Una vittoria meritata per come è maturata, tra mille difficoltà. La ricostruzione dalle macerie del mancato mondiale del 2018, ha avuto il suo epilogo migliore, forse anche oltre ogni più favorevole previsione.

Vittoria meritata perché giocata a Wembley davanti ad uno stadio colmo come un uovo d’inglesi, convinti come sempre di esserci superiori, anche dopo 71 anni di calcio (tanti ne sono passati dalla loro prima partecipazione ad un mondiale, nel 1950) nei quali restano aggrappati all’unico trionfo, quello del celeberrimo gol fantasma di Hurst nel ’66.

La Regina era la stessa di oggi. E l’Italia uscì contro la Corea del Nord. Una Nazionale, quella Azzurra capace di imprese memorabili. Nel bene e nel male.

L’Italia è quella.
Vince quando è più complicato, difficile, quando è sfavorita. Vince perché nel momento peggiore tira fuori un di più, una risorsa che gli altri non hanno, il saper soffrire e portare a casa il risultato, comunque. Le altre vincono quando sono indubbiamente le più forti. L’Italia al contrario, fallisce quando ha il pronostico dalla sua, quando in squadra vi è un surplus di talento non accompagnato dalla dedizione totale al sacrificio, dalla fame di rivalsa, dalla voglia di emergere.
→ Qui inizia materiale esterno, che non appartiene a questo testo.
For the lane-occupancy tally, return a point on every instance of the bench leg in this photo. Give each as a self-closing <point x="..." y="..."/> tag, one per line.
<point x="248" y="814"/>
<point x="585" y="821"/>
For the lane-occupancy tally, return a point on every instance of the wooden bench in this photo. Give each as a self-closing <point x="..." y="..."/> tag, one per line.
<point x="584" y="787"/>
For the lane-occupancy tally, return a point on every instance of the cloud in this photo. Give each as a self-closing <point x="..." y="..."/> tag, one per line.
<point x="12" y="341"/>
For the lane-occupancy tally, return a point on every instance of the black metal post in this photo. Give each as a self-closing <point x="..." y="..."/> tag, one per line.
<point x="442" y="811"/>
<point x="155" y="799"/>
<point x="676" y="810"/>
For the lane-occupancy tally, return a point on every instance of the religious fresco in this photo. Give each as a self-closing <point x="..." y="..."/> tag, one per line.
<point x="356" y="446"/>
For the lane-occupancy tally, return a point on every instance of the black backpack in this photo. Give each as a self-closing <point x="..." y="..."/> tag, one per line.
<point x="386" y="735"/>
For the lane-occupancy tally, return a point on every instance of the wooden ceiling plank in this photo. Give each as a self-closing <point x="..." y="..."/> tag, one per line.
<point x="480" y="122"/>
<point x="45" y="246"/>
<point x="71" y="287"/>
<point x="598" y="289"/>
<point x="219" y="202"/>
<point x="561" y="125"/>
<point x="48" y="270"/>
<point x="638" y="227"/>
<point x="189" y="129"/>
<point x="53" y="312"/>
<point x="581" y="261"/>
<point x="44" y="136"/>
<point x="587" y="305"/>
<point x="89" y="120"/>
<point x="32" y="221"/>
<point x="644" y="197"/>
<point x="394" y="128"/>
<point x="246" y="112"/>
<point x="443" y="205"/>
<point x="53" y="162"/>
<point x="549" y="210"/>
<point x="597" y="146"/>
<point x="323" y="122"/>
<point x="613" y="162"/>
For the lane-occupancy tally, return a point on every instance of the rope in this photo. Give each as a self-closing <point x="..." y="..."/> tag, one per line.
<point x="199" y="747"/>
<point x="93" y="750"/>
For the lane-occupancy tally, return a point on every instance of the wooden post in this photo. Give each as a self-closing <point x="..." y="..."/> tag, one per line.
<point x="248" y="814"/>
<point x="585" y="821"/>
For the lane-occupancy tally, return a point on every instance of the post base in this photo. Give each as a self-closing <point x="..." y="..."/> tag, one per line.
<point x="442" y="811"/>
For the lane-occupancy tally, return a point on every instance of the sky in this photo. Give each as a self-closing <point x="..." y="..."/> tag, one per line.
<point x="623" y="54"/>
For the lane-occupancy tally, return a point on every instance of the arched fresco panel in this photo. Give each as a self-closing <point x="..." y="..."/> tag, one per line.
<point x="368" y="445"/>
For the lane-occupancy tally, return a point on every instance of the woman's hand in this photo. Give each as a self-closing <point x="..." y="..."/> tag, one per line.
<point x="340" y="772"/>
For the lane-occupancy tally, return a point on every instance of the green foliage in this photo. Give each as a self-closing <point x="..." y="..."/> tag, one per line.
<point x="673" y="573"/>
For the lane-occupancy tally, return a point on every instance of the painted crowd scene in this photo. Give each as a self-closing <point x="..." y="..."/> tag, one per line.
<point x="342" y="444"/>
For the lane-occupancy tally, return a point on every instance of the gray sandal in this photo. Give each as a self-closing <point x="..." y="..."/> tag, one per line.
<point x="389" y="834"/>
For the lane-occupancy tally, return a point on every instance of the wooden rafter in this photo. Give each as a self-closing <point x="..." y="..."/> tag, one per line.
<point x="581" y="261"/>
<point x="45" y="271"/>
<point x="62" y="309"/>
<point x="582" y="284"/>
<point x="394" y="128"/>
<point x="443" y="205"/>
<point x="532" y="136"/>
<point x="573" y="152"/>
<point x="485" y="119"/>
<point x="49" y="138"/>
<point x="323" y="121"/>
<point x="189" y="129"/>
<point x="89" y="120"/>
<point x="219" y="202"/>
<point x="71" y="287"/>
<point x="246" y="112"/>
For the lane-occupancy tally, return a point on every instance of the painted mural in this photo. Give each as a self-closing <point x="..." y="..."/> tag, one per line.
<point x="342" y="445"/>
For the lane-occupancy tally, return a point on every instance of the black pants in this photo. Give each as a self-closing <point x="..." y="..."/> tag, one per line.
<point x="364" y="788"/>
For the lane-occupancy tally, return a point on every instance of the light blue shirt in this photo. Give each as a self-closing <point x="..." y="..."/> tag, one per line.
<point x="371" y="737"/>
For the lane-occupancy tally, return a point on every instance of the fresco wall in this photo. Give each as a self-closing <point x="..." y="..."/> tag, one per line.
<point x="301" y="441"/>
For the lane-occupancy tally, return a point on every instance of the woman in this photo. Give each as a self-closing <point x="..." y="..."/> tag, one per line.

L’Italia di Mancini è paragonabile alle altre vincenti, quella del Mundial ’82 e del trionfo del 2006. Rognosa, un mix di esperienza, umiltà, qualità tecnica sottostimata.
Una Nazionale che come le precedenti vince dopo un evento oltremodo negativo: fu il Totonero nel 1980, Calciopoli nel 2006, la mancata qualificazione al Mondiale nel 2018.

Una vittoria arrivata ai rigori, ma in una gara partita malissimo con lo 0-1 dopo solo 2′, rimediata con una ripresa a senso unico e portata in porto nonostante gli infortuni di Chiesa ed Insigne nel finale di gara.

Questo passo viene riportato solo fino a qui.